Total outlay to look like you belong is less than a single pair of decent running shoes, and most clubs lend everything but swimwear for your first few sessions.
How to Get Involved
The one real hurdle is that you cannot teach yourself underwater hockey in your local pool, because it runs almost entirely through clubs that book pool time, usually in the evenings. The good news is that clubs actively want new players, since numbers keep them alive.
To find one, search "underwater hockey" plus your nearest city, or look up your national federation through CMAS, which lists affiliated bodies in most playing countries. We have pulled together a table below to help you get started. Email ahead and say you are new, and nearly every club will run a taster session and lend you gear. Then give it more than one go: the first session is mostly about learning to equalise your ears and clear your snorkel, but by the third or fourth something clicks.
Association Name | Country | Website |
CMAS | Global Governing Body | |
Underwater Hockey Australia (UHA) | Australia | |
British Octopush Association (BOA) | United Kingdom | |
Underwater Hockey New Zealand (UWHNZ) | New Zealand | |
Final Thoughts
Underwater hockey is one of the most inclusive and inexpensive sports you can try, a fast, three-dimensional team game hidden just below the surface of your local pool. It asks for agility, teamwork and a little composure rather than size, strength or superhuman lungs, and it welcomes players of every age and gender on genuinely equal terms. If any of that appeals, your nearest club is probably more reachable than you think, and they would love to lend you a mask.

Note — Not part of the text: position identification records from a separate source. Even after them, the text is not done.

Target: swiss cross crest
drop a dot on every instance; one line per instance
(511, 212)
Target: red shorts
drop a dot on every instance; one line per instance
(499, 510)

Frequently Asked Questions (FAQ)
Q: Do you need to be a strong swimmer to play underwater hockey?
A: You need to be comfortable in the water and able to dive to the bottom of a pool, but you do not need to be a competitive swimmer. Confidence in the water matters more than speed, and the skills come with practice.
Q: How long do players hold their breath?
A: Less time than you would think. A 2023 study found the average submersion was around 9 to 12 seconds, because players constantly surface to breathe while teammates take over. It is a breath-control sport, not an extreme free-diving one.
Q: Is underwater hockey dangerous?
A: It is a limited-contact sport and injuries are usually minor, such as scratches or knocks. Mandatory gear like a two-lens mask, glove, mouthguard and ear-protecting cap exists to reduce risk, and referees monitor play closely.
Q: How much does it cost to start?
A: Very little. A mask, snorkel, fins, glove and stick cost less than a good pair of running shoes, and most clubs lend equipment to beginners so you can try before you buy.
Q: Where can I play underwater hockey?
A: Through a local club with pool time. Search for clubs in your area or find your national federation via CMAS. Most clubs welcome beginners and run introductory sessions.